Elizabeth Frances Amherst Hale (1774 – 18 June 1826) was a Canadian artist living in Lower Canada (later Quebec).
The daughter of William Amherst and Elizabeth Patterson, she was born Elizabeth Frances Amherst in England and grew up there. Hale moved to Canada in 1799 when her husband, John Hale, an officer in the British Army, was posted to Quebec City. She is known for her drawings and paintings of landscapes, particularly a watercolour of the new city of York (now Toronto) in 1804. During the War of 1812 she took her children to England to avoid the conflict, returning after the war ended. After her husband purchased the seigneury of Sainte-Anne-de-la-Pérade, she filled a sketchbook with drawings of the buildings on the property and the surrounding area.
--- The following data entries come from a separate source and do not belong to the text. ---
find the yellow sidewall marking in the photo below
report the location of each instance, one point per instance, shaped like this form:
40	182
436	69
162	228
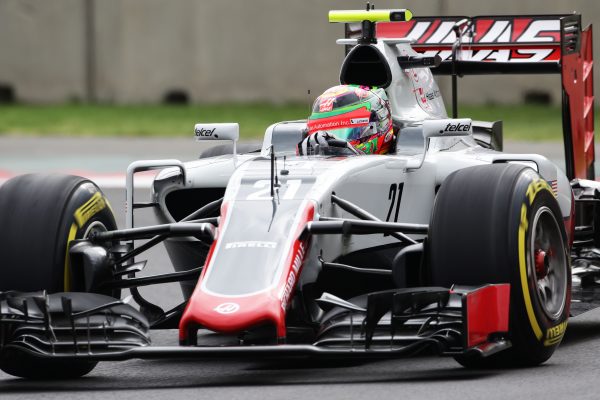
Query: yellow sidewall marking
523	272
82	215
532	190
67	273
90	208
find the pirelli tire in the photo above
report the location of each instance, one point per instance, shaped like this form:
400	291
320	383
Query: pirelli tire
501	223
40	214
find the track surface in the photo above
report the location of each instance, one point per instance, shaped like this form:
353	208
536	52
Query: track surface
570	373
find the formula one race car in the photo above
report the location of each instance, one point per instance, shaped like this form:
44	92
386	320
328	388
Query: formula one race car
445	243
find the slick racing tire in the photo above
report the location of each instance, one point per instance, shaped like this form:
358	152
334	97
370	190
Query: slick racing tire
40	215
501	223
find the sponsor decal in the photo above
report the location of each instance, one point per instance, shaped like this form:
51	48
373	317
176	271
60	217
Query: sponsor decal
290	282
389	136
458	127
251	244
326	104
554	186
359	121
554	335
201	132
227	308
502	34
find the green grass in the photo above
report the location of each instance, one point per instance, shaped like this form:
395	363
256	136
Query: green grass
140	120
529	122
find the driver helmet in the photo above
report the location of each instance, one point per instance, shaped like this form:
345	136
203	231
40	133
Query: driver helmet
357	114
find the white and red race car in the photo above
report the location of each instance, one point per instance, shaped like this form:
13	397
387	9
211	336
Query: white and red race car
445	243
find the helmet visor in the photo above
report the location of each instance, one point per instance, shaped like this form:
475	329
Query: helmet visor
350	134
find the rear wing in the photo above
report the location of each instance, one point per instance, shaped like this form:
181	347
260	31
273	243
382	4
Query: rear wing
528	44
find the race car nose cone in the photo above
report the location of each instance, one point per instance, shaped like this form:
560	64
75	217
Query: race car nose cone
230	314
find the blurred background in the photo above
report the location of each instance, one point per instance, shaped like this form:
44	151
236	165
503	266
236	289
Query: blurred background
150	68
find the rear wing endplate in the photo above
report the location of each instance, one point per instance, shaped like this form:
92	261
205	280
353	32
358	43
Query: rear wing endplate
510	44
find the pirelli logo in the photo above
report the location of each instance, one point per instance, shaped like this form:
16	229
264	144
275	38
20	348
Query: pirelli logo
555	334
89	209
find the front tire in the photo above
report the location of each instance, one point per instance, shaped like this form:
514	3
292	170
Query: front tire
40	214
39	217
501	223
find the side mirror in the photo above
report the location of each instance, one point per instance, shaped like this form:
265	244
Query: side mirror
223	131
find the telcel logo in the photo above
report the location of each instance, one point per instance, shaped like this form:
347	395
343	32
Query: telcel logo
201	132
457	127
227	308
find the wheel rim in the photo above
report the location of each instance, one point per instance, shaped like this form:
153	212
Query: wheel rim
548	260
95	226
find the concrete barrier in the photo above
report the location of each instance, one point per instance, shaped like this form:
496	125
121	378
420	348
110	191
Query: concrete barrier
135	51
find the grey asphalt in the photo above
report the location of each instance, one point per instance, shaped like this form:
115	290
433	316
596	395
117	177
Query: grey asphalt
571	373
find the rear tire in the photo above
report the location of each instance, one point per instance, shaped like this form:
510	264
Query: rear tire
40	215
501	223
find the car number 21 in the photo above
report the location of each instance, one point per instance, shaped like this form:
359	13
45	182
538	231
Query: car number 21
394	196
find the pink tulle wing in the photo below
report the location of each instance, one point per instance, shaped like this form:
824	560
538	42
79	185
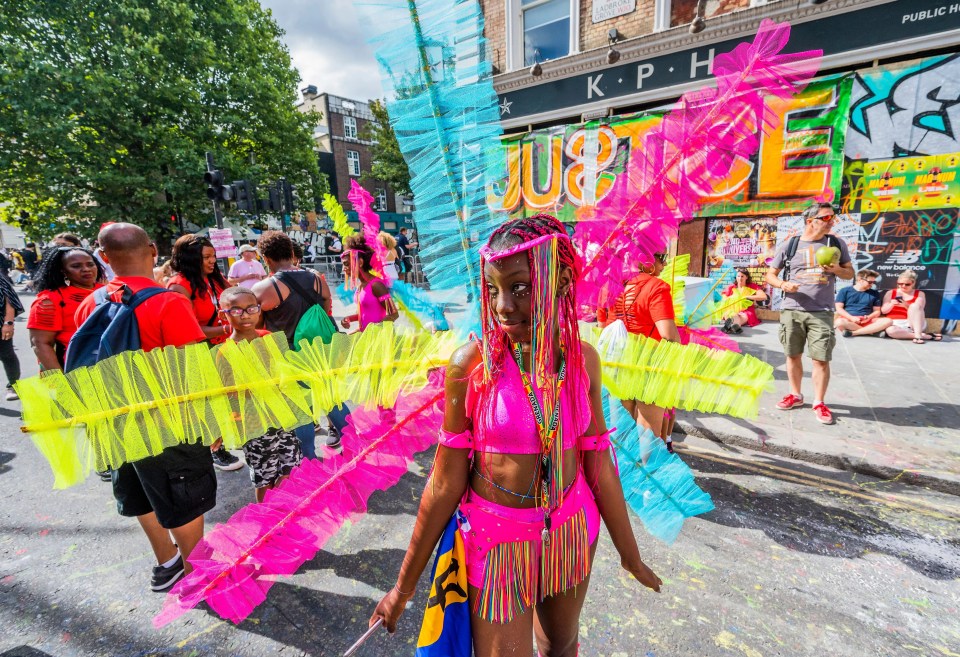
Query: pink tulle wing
711	337
685	159
237	562
370	223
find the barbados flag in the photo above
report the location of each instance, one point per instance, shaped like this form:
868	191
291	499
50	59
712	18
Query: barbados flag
446	622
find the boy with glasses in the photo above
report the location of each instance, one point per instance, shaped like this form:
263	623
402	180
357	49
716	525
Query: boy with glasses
274	455
807	310
858	307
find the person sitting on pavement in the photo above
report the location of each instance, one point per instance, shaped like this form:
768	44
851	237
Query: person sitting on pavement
806	313
272	456
905	307
747	317
143	488
66	276
247	271
858	307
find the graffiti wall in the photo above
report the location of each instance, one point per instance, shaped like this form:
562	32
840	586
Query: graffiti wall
927	242
883	143
904	110
562	169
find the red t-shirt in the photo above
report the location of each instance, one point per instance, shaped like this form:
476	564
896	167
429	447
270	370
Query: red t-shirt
205	306
53	310
645	301
164	320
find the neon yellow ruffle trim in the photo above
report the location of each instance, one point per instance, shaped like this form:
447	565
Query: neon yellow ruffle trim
138	403
689	377
338	218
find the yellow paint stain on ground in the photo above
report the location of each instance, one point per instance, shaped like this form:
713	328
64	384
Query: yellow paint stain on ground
728	641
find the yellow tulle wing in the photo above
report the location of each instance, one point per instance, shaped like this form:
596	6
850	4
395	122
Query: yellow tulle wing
137	404
688	377
338	218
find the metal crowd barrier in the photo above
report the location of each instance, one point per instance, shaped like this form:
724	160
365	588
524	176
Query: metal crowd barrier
332	269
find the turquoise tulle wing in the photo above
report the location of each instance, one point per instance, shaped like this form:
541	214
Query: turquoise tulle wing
657	485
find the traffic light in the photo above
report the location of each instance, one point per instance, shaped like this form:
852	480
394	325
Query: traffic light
216	189
289	197
272	202
214	180
245	198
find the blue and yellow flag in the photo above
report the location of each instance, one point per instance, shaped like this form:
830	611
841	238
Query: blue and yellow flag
446	622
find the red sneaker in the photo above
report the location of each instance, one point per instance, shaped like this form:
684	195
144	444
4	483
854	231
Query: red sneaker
790	401
824	416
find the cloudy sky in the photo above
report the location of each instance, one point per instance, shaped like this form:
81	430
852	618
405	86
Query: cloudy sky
328	46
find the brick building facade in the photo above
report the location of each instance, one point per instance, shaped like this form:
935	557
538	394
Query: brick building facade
339	135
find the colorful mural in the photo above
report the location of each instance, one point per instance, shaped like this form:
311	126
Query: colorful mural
904	110
882	143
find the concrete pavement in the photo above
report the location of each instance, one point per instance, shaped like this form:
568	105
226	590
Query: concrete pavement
895	402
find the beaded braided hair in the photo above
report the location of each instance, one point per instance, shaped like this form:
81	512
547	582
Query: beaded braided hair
549	251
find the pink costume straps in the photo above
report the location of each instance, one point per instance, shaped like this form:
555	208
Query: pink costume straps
370	307
509	563
508	425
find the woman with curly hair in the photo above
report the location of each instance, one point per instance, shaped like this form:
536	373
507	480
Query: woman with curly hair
66	276
11	308
525	454
389	244
197	277
371	294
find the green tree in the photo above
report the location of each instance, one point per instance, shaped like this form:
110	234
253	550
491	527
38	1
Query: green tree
388	163
107	108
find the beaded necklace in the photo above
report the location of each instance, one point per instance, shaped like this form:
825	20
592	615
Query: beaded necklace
551	450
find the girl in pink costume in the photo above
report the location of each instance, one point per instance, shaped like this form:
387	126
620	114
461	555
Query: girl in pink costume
524	453
371	294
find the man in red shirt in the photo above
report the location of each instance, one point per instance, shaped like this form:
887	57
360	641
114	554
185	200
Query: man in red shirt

Colin Coates credited her with bringing an "English noble aesthetic" to Quebec. Hale's work is found in the collections of the National Gallery of Canada, the Art Gallery of Ontario, Library and Archives Canada, the Eastern Townships Resource Centre, the Canadian Women Artists History Initiative Documentation Centre and the Musée du Québec.

Her son Edward was a member of the province's legislative council. Her son Jeffery was a prominent philanthropist.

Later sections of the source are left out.